Deployment
Production deployment guide for Server Monitoring. Choose Docker Compose for quick deploys or bare metal with systemd for full control.
[toc]
Prerequisites
- Python 3.10+
uv- Redis (message broker for Celery)
- Nginx (reverse proxy, optional but recommended)
Environment Variables
Create /etc/server-monitoring/env (systemd) or .env (Docker) with these values:
| Variable | Default | Required | Purpose |
|---|---|---|---|
DJANGO_SECRET_KEY | — | Yes | Cryptographic signing key |
DJANGO_DEBUG | 1 | Yes (set 0) | Disable debug mode in production |
DJANGO_ALLOWED_HOSTS | — | Yes | Comma-separated hostnames (e.g. monitoring.example.com) |
CELERY_BROKER_URL | redis://localhost:6379/0 | No | Redis broker URL |
ENABLE_CELERY_ORCHESTRATION | 1 | No | Enable async pipeline via Celery |
API_KEY_AUTH_ENABLED | 0 | No | Require API keys for endpoints |
RATE_LIMIT_ENABLED | 0 | No | Enable rate limiting middleware |
WEBHOOK_SECRET_<DRIVER> | — | No | Signature verification per driver (e.g. WEBHOOK_SECRET_GRAFANA) |
Minimal production .env:
DJANGO_SECRET_KEY=your-random-secret-key-here
DJANGO_DEBUG=0
DJANGO_ALLOWED_HOSTS=monitoring.example.com
ENABLE_CELERY_ORCHESTRATION=1
Generate a secret key:
python -c "from django.core.management.utils import get_random_secret_key; print(get_random_secret_key())"
Option 1: Docker Compose
The fastest way to get a production stack running. Includes Django (gunicorn), Celery worker, and Redis.
Quick start: Run
./bin/install.shand select docker mode to automate the steps below (.envsetup, build, start, and health verification).
1.1 Clone and configure
git clone git@github.com:ikidnapmyself/server-monitoring.git
cd server-monitoring
cp .env.sample .env
Edit .env with the production values from the table above.
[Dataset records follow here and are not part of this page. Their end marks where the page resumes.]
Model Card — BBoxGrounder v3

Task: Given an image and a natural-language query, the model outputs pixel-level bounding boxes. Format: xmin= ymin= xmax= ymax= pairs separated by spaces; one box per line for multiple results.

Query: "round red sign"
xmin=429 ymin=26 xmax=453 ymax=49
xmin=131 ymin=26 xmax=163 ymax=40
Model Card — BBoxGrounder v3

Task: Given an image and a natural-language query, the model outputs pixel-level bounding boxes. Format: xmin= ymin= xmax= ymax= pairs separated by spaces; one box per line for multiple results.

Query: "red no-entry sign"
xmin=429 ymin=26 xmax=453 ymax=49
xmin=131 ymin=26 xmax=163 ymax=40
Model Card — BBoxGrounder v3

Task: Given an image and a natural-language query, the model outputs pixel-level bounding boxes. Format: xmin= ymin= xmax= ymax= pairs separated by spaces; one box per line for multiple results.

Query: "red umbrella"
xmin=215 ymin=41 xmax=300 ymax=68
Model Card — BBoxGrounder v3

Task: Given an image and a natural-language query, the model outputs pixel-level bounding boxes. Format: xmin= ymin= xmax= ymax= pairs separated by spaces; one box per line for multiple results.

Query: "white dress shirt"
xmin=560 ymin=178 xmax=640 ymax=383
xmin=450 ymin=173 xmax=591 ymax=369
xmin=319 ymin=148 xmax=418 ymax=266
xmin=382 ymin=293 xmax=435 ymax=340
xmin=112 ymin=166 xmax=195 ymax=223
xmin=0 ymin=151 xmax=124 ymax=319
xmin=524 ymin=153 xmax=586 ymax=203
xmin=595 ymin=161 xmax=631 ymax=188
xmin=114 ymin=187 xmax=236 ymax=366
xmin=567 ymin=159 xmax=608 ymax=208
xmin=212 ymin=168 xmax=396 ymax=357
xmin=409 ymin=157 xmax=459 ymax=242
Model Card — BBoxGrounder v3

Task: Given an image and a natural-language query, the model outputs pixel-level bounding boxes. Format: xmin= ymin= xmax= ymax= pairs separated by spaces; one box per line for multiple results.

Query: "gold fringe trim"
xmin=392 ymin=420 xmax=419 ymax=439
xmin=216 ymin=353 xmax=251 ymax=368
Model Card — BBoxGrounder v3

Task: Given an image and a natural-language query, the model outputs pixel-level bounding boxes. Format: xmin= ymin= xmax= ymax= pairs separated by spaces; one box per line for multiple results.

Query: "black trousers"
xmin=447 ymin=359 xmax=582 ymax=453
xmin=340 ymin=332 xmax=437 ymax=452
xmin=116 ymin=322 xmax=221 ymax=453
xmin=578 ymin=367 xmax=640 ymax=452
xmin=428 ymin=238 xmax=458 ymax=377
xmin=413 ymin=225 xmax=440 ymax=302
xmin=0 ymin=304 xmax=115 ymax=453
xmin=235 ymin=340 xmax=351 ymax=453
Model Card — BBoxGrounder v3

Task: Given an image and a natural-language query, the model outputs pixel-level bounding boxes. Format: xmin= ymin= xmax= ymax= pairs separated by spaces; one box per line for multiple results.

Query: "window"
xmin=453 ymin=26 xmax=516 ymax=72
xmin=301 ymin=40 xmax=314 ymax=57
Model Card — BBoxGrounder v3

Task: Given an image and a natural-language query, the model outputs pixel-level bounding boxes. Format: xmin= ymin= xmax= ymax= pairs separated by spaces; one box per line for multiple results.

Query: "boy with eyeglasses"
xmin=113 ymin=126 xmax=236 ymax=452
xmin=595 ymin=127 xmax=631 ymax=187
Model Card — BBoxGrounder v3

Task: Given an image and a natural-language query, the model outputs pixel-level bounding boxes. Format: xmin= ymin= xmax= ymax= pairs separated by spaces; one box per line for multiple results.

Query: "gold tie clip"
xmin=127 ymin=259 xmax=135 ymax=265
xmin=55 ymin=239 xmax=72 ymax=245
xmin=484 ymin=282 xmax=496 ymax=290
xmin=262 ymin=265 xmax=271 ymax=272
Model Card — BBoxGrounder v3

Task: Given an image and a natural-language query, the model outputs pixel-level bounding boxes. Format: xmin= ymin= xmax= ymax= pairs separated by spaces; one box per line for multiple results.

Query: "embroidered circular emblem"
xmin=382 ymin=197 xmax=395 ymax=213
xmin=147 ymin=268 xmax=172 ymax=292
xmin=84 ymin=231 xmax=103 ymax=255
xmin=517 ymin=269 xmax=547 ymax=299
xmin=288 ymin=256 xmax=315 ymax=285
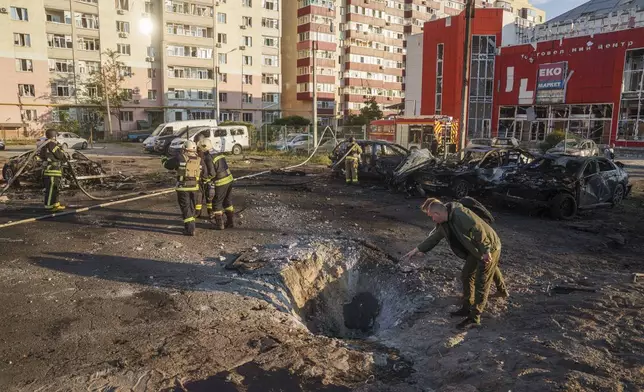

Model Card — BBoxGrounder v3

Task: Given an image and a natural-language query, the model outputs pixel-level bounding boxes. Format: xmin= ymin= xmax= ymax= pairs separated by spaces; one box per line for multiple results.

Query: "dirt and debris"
xmin=0 ymin=147 xmax=643 ymax=391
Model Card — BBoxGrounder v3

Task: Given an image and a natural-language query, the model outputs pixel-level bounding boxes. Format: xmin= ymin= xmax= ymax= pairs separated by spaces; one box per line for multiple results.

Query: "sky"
xmin=531 ymin=0 xmax=589 ymax=20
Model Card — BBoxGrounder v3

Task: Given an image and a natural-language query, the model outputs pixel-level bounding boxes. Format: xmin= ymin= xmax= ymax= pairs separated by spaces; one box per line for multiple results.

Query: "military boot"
xmin=225 ymin=211 xmax=235 ymax=228
xmin=212 ymin=214 xmax=225 ymax=230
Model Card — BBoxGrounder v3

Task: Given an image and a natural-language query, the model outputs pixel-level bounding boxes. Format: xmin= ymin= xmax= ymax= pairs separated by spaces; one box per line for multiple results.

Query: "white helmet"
xmin=183 ymin=140 xmax=197 ymax=152
xmin=197 ymin=138 xmax=212 ymax=151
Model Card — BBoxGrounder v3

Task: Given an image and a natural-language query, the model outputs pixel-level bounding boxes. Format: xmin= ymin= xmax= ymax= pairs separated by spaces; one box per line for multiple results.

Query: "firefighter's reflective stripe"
xmin=213 ymin=155 xmax=224 ymax=164
xmin=183 ymin=216 xmax=196 ymax=223
xmin=206 ymin=203 xmax=213 ymax=208
xmin=195 ymin=204 xmax=202 ymax=210
xmin=178 ymin=162 xmax=187 ymax=181
xmin=224 ymin=206 xmax=234 ymax=212
xmin=346 ymin=156 xmax=359 ymax=161
xmin=214 ymin=174 xmax=233 ymax=186
xmin=44 ymin=169 xmax=63 ymax=176
xmin=176 ymin=186 xmax=199 ymax=191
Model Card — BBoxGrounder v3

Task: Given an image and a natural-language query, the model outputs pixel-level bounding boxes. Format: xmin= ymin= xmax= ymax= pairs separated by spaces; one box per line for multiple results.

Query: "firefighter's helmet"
xmin=183 ymin=140 xmax=197 ymax=152
xmin=197 ymin=138 xmax=212 ymax=152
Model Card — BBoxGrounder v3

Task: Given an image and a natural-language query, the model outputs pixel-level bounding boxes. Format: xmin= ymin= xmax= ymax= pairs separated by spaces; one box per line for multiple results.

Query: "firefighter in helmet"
xmin=344 ymin=136 xmax=363 ymax=185
xmin=194 ymin=134 xmax=216 ymax=218
xmin=39 ymin=129 xmax=67 ymax=211
xmin=210 ymin=149 xmax=235 ymax=230
xmin=162 ymin=140 xmax=202 ymax=236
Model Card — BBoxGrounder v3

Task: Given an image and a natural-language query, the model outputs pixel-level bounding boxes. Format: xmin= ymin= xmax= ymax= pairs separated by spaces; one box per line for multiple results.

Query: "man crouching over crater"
xmin=404 ymin=198 xmax=506 ymax=329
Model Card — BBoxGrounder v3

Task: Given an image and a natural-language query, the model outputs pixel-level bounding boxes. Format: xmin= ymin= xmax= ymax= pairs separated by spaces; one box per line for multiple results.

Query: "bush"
xmin=272 ymin=116 xmax=311 ymax=126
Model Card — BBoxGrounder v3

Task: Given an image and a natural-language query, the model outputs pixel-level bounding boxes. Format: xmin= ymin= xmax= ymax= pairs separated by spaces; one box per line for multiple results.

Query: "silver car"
xmin=547 ymin=139 xmax=599 ymax=157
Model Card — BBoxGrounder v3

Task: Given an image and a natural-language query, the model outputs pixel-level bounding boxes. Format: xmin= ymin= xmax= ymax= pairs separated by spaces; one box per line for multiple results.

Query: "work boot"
xmin=456 ymin=317 xmax=480 ymax=329
xmin=212 ymin=214 xmax=225 ymax=230
xmin=490 ymin=290 xmax=510 ymax=299
xmin=184 ymin=222 xmax=196 ymax=236
xmin=225 ymin=211 xmax=235 ymax=228
xmin=47 ymin=204 xmax=66 ymax=212
xmin=450 ymin=307 xmax=471 ymax=317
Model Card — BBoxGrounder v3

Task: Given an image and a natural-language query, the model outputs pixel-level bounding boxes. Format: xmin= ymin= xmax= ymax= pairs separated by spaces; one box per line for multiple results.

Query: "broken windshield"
xmin=526 ymin=156 xmax=583 ymax=176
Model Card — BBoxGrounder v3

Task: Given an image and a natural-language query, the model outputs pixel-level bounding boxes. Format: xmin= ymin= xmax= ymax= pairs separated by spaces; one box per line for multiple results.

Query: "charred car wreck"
xmin=392 ymin=146 xmax=534 ymax=198
xmin=495 ymin=155 xmax=631 ymax=219
xmin=2 ymin=150 xmax=106 ymax=188
xmin=330 ymin=140 xmax=410 ymax=180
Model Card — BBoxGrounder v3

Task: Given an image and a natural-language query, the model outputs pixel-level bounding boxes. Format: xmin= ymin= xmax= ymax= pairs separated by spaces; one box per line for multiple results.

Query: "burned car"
xmin=393 ymin=146 xmax=534 ymax=198
xmin=495 ymin=155 xmax=631 ymax=219
xmin=330 ymin=140 xmax=409 ymax=180
xmin=2 ymin=150 xmax=105 ymax=188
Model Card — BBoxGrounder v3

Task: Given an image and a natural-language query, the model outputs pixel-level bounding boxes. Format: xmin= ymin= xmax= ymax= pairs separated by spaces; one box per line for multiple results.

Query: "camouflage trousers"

The Docker Compose file reads config from .env and automatically overrides CELERY_BROKER_URL to use the internal redis service hostname — you do not need to change that value in .env for Docker deployments.
1.2 Start the stack
docker compose -f deploy/docker/docker-compose.yml up -d
This starts three services:
| Service | What it does |
|---|---|
redis | Message broker for Celery |
web | Django app served by gunicorn on port 8000 |
celery | Celery worker processing pipeline tasks |
1.3 Verify
# Check all services are running
docker compose -f deploy/docker/docker-compose.yml ps
# Check logs
docker compose -f deploy/docker/docker-compose.yml logs web
docker compose -f deploy/docker/docker-compose.yml logs celery
# Test health endpoint
curl http://localhost:8000/alerts/webhook/
1.4 Run migrations manually (if needed)
Migrations run automatically on container start. To run them manually:
docker compose -f deploy/docker/docker-compose.yml exec web python manage.py migrate
1.5 Create an API key
docker compose -f deploy/docker/docker-compose.yml exec web python manage.py shell -c "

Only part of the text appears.